Question

The angle between the line $r=\left(i+2j+3k\right)+\lambda \left(2i+3j+4k\right)$and the plane $r$ . $\left(i+2j-2k\right)=0$ is

• A. $0°$
• B. $60°$
• C. $30°$
• D. $90°$
• E. $45°$

Answer 1

The correct option is A

$0°$

Find the angle between the line and plane.

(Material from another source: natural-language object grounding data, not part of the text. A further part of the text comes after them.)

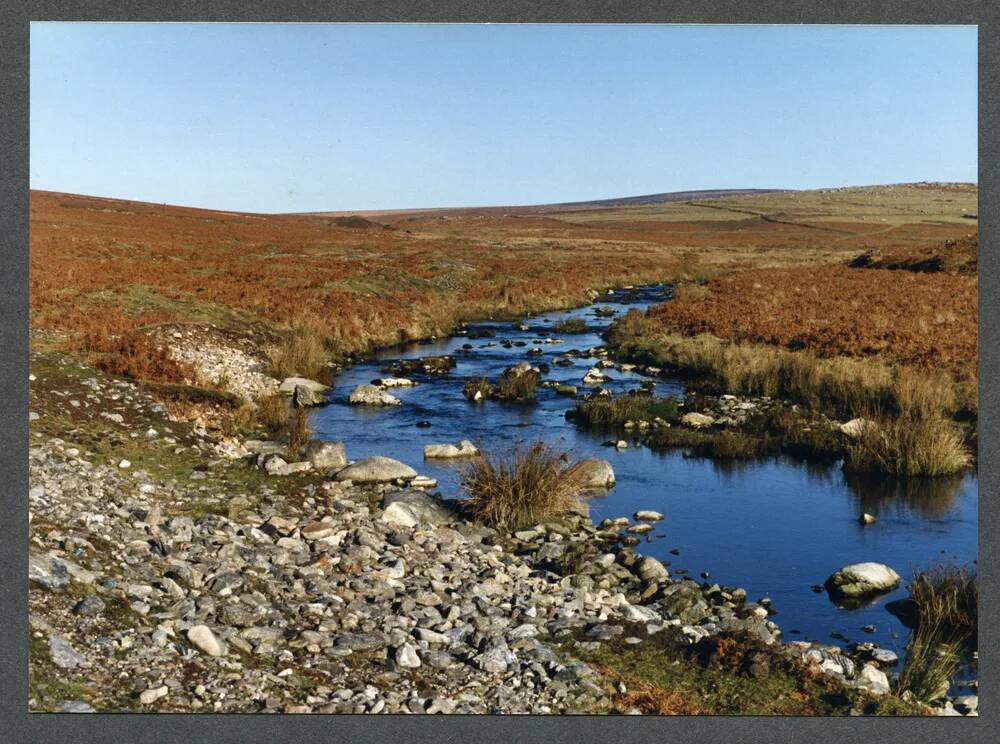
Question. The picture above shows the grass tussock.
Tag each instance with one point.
(908, 446)
(478, 388)
(135, 355)
(298, 433)
(945, 600)
(606, 412)
(301, 352)
(571, 325)
(517, 385)
(840, 386)
(523, 487)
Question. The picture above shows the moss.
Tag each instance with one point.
(662, 677)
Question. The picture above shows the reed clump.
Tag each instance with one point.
(908, 445)
(945, 603)
(522, 487)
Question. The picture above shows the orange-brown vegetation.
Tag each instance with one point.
(924, 320)
(103, 272)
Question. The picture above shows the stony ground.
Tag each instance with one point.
(168, 573)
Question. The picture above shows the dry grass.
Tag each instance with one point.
(298, 433)
(946, 600)
(908, 446)
(922, 320)
(300, 353)
(524, 487)
(606, 412)
(116, 266)
(842, 386)
(570, 325)
(517, 385)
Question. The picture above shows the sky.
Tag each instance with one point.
(313, 117)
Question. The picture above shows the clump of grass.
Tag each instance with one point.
(950, 594)
(300, 352)
(908, 446)
(135, 355)
(605, 411)
(570, 325)
(477, 385)
(517, 385)
(671, 437)
(841, 386)
(298, 432)
(732, 445)
(945, 600)
(523, 487)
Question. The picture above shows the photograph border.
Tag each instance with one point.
(18, 725)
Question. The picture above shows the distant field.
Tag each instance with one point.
(104, 268)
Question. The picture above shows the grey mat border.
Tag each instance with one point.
(19, 726)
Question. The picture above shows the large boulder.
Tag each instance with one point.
(596, 473)
(861, 580)
(376, 469)
(305, 397)
(288, 385)
(696, 420)
(325, 455)
(410, 508)
(370, 395)
(465, 448)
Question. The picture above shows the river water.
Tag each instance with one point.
(775, 527)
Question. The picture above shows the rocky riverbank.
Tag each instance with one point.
(170, 572)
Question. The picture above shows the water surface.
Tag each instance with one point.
(775, 527)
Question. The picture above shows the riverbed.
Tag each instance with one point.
(776, 527)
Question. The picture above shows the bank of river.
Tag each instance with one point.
(776, 527)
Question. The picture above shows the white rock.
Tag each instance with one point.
(596, 473)
(874, 679)
(647, 515)
(697, 420)
(376, 469)
(150, 696)
(203, 637)
(465, 448)
(863, 579)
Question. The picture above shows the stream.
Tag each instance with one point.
(775, 527)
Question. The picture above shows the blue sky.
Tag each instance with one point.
(296, 117)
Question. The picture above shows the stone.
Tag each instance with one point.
(596, 473)
(966, 704)
(89, 606)
(50, 572)
(647, 515)
(288, 385)
(205, 640)
(862, 580)
(306, 397)
(409, 508)
(652, 571)
(465, 448)
(326, 455)
(75, 706)
(316, 530)
(150, 696)
(369, 395)
(854, 428)
(874, 680)
(390, 382)
(697, 420)
(64, 655)
(376, 469)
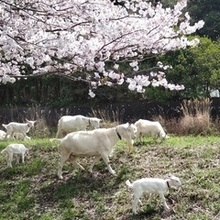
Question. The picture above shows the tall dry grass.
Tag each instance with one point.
(196, 118)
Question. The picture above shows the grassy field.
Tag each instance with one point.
(33, 191)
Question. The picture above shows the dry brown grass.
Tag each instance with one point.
(110, 118)
(196, 119)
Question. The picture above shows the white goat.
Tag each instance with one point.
(15, 127)
(98, 143)
(152, 185)
(20, 136)
(2, 134)
(69, 123)
(150, 128)
(12, 149)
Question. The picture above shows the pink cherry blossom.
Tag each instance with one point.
(65, 37)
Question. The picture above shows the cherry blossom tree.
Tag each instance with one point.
(91, 37)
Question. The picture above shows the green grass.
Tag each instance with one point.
(33, 191)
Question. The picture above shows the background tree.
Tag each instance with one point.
(209, 11)
(88, 40)
(198, 68)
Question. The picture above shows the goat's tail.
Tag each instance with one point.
(5, 126)
(55, 140)
(3, 151)
(129, 184)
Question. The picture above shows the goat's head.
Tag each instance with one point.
(174, 181)
(31, 123)
(95, 122)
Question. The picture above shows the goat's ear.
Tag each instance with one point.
(170, 175)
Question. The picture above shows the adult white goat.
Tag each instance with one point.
(150, 128)
(98, 143)
(12, 149)
(2, 134)
(152, 185)
(68, 123)
(15, 127)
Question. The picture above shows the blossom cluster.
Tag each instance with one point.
(82, 35)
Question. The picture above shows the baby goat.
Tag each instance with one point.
(12, 149)
(15, 127)
(152, 185)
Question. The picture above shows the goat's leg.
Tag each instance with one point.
(22, 158)
(18, 158)
(93, 163)
(9, 160)
(73, 160)
(64, 158)
(106, 160)
(135, 201)
(164, 201)
(58, 133)
(131, 145)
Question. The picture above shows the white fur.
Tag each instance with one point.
(12, 149)
(150, 128)
(152, 185)
(2, 134)
(20, 136)
(15, 127)
(98, 143)
(70, 123)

Consider the given equation as,

$r=\left(i+2j+3k\right)+\lambda \left(2i+3j+4k\right)$

$\left(i+2j-2k\right)=0$

We know that the general form of vector equation

$$\begin{gathered} \Rightarrow \overrightarrow{r}=\overrightarrow{a}+\lambda \overrightarrow{b} \\ \Rightarrow \overrightarrow{r}.\overrightarrow{n}=\overrightarrow{d} \\ \Rightarrow \sin \theta =\frac{\overrightarrow{b}.\overrightarrow{n}}{\left|\overrightarrow{b}\right|\left|\overrightarrow{n}\right|} \end{gathered}$$

Let,

$$\begin{gathered} \overrightarrow{b}=2\overrightarrow{i}+3\overrightarrow{j}+4\overrightarrow{k} \\ \overrightarrow{n}=\overrightarrow{i}+2\overrightarrow{j}-2\overrightarrow{k} \end{gathered}$$

Then,

$$\begin{gathered} \overrightarrow{b}.\overrightarrow{n}=\left(2\overrightarrow{i}+3\overrightarrow{j}+4\overrightarrow{k}\right)\left(\overrightarrow{i}+2\overrightarrow{j}-2\overrightarrow{k}\right) \\ \overrightarrow{b}.\overrightarrow{n}=\left(2\times 1+3\times 2+4\times -2\right) \\ \overrightarrow{b}.\overrightarrow{n}=\left(2+6-8\right) \\ \overrightarrow{b}.\overrightarrow{n}=0 \end{gathered}$$

Therefore,

$$\begin{gathered} \sin \theta =\frac{0}{\left|\overrightarrow{b}\right|\left|\overrightarrow{n}\right|} \\ \sin \theta =0 \\ \theta ={\sin }^{-1}0 \\ \theta =0° \end{gathered}$$

Hence, the correct answer is Option A.